A few weeks ago the Tesco-Unilever stand-off had the British public trembling at the thought of higher Marmite prices and the Bremainers (or Bremoaners, if you will) feeling vindicated as their prophecies of impending doom felt a bit closer to fulfilment. The prophecy of higher consumer prices does of course not solely rely on a weak sterling, but also on tariffs on imports from the EU and the higher labour costs that will result in farming and manufacturing from a curb on EU immigration. Nick Clegg warned of a ‘triple whammy’ of customs, tariffs and workforce shortages.
The irony is of course that the EU’s Common Agricultural Policy (CAP) has for years saddled UK consumers with not lower, but higher food prices. The Institute for Economic Affairs estimates this EU food premium to be 17% and that’s without including the cost of massive subsidies. The arguments for the CAP includes food security, rural commitments and variety (?), but no-one can be in any doubt that ‘rural commitments’ override other concerns; in reality the CAP only serves the interest of the 3% of the EU populace employed in farming. Though the share has been falling, CAP still incredibly makes up more than 30% of the EU’s budget. Now, there is every chance that Brexit will not lead to a cut in British farm subsidies (so far the government has guaranteed Brussels level funding until 2020), but that won’t be because Britain left the EU, rather it will be a legacy of having been part of it in the first place.
In general, the free trade argument made by the Bremainers sounds hollow. The EU has trade agreements with around 50 countries, but recently failed to conclude negotiations on the Transatlantic Trade and Investment Partnership (TTIP) with the USA. Agriculture was a major stumbling block. Talks with Canada hit a bump when staunchly socialist Wallonia led a group of three Belgian regions in a revolt after concerns about the deal lacking environmental and health standards, giving multinationals ‘too much’ power and (you guessed it) threatening the regions dairy farmers.

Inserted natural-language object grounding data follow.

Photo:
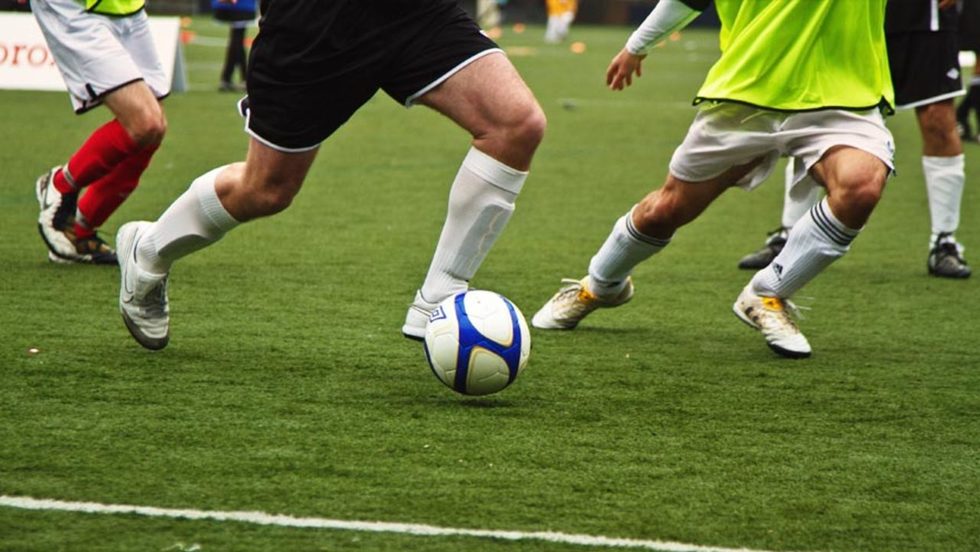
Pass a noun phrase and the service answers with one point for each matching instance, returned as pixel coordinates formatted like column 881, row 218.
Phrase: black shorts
column 925, row 67
column 313, row 65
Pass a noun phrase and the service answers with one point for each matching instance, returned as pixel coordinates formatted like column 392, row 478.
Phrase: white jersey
column 97, row 54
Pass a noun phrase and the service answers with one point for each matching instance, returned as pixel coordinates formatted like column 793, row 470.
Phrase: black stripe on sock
column 635, row 234
column 825, row 225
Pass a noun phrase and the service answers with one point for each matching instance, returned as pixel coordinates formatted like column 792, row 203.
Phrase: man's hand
column 619, row 75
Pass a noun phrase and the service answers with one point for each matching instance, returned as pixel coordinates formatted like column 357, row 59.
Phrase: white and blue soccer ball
column 477, row 342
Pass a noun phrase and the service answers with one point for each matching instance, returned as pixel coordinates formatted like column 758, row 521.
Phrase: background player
column 797, row 78
column 105, row 53
column 924, row 58
column 312, row 66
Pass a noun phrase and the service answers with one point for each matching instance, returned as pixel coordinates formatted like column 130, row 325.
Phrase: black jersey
column 902, row 16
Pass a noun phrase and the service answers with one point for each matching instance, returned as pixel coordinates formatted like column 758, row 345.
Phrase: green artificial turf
column 288, row 388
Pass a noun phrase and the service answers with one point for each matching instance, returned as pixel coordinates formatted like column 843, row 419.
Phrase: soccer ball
column 477, row 342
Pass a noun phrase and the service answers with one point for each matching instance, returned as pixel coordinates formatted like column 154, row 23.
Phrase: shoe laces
column 154, row 303
column 947, row 246
column 784, row 312
column 92, row 245
column 574, row 299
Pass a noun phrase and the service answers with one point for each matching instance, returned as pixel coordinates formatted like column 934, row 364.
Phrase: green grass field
column 287, row 387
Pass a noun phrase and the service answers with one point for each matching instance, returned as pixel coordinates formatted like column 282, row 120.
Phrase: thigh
column 486, row 94
column 431, row 51
column 724, row 136
column 810, row 136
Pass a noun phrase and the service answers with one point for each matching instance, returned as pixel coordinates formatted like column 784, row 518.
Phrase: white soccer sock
column 194, row 221
column 481, row 202
column 817, row 240
column 624, row 248
column 944, row 185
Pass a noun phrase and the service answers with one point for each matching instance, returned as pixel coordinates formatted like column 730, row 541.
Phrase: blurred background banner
column 591, row 12
column 26, row 63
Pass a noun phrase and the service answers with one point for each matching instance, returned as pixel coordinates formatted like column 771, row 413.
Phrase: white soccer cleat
column 573, row 302
column 773, row 317
column 417, row 317
column 142, row 295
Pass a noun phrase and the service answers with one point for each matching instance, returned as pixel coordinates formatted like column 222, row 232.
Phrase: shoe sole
column 124, row 240
column 53, row 254
column 776, row 348
column 957, row 276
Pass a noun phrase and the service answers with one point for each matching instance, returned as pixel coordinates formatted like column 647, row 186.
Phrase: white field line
column 262, row 518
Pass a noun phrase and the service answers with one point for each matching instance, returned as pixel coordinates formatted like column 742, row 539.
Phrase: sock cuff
column 496, row 173
column 835, row 230
column 932, row 161
column 632, row 232
column 203, row 188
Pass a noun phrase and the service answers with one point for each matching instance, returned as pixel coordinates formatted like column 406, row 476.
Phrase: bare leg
column 489, row 100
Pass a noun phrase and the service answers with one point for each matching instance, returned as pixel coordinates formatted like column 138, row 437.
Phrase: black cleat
column 761, row 258
column 945, row 259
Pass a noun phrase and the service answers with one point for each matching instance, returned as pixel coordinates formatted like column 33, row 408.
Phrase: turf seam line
column 263, row 518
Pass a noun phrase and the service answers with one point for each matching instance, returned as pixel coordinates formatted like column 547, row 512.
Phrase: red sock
column 108, row 146
column 105, row 195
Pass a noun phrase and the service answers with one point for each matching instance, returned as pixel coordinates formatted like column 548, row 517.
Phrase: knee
column 149, row 128
column 864, row 193
column 530, row 130
column 523, row 130
column 270, row 200
column 657, row 214
column 938, row 126
column 269, row 197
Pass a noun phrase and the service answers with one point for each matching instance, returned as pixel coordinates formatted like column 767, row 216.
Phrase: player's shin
column 481, row 203
column 817, row 240
column 195, row 220
column 624, row 248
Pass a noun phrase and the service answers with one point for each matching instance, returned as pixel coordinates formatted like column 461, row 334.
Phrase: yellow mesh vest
column 799, row 55
column 114, row 7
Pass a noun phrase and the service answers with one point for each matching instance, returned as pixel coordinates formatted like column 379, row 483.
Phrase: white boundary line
column 262, row 518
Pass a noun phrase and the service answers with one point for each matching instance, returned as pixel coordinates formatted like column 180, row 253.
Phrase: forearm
column 667, row 16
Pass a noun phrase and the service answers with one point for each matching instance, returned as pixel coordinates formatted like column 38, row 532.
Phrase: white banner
column 26, row 63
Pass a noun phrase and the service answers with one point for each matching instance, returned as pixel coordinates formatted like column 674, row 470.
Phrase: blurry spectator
column 969, row 29
column 239, row 16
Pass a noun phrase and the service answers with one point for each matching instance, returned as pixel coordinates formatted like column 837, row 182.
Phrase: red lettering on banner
column 35, row 55
column 18, row 48
column 37, row 60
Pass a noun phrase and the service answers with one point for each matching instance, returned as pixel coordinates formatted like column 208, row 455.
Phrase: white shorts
column 98, row 54
column 726, row 135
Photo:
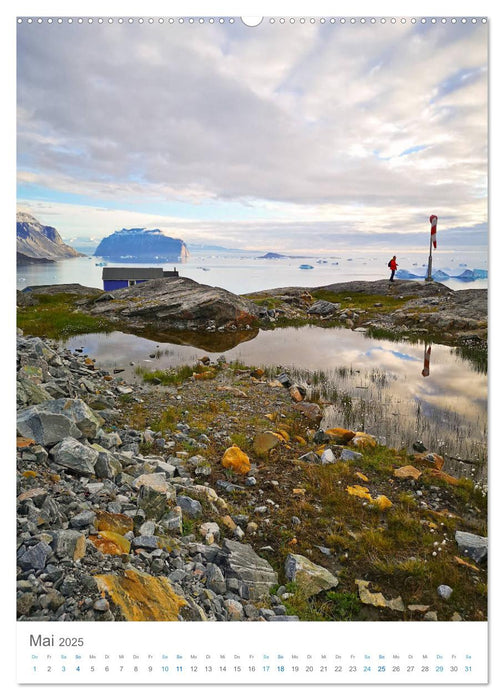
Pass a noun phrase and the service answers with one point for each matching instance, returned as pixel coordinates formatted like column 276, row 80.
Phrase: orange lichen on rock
column 24, row 442
column 142, row 598
column 462, row 562
column 236, row 459
column 340, row 435
column 438, row 474
column 363, row 440
column 407, row 472
column 109, row 542
column 430, row 459
column 113, row 522
column 359, row 491
column 382, row 502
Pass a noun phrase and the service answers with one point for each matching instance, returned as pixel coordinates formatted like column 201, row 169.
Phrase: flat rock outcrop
column 177, row 303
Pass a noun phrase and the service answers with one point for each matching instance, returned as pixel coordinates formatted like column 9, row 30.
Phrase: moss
column 55, row 316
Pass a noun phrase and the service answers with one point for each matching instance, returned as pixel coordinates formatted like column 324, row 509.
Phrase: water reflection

Outside the EU, the UK can in theory pursue trade deals without a powerful agricultural lobby and other vested interests scuppering the deals. Unfortunately, one has to admit it is likely that domestic vested interests will be there to pick up that particular baton and the obvious alternative of adopting WTO trade rules is hardly a free trade nirvana anyway. Hard negotiations lie ahead.
Whatever the arrangements, the importance of the EU as a trading partner is dwindling. In 2015 44% of UK exports went to the EU, and the share is likely to fall whether in our out. The European Commission itself estimates that over the next 10 -15 years, 90% of world demand will be generated outside the EU.
That said, trade with the EU countries will continue to be of significant importance to the UK. It is possible that a moribund EU will eventually have to open up to the world, tackling decade old privileges, primarily in agriculture, in the process. But any attempt to address these issues has so far never had much traction, as the French are vehemently opposed. It is likely that the French will rather see continued economic decline than tackle the farming privileges. Therefore, the truth is that leaving the EU may very well result in tariffs on trade with the EU, despite the blatantly obvious mutual benefits of free trade. The question to ask oneself is: given that the EU is a protectionist organisation, only promoting free trade between member states, in the long run would you want to be a member of such an organisation or not?
We will have to wait for the outcome of the Brexit negotiations to pass judgement on the consequences, but it is clear that there is nothing anti-trade in Brexit as such. It is up to the UK to make the most of the opportunity the vote has created. It can be wasted or lead to a new, prosperous free trade future. In the long run, though, one thing it is unlikely to lead to is higher food prices.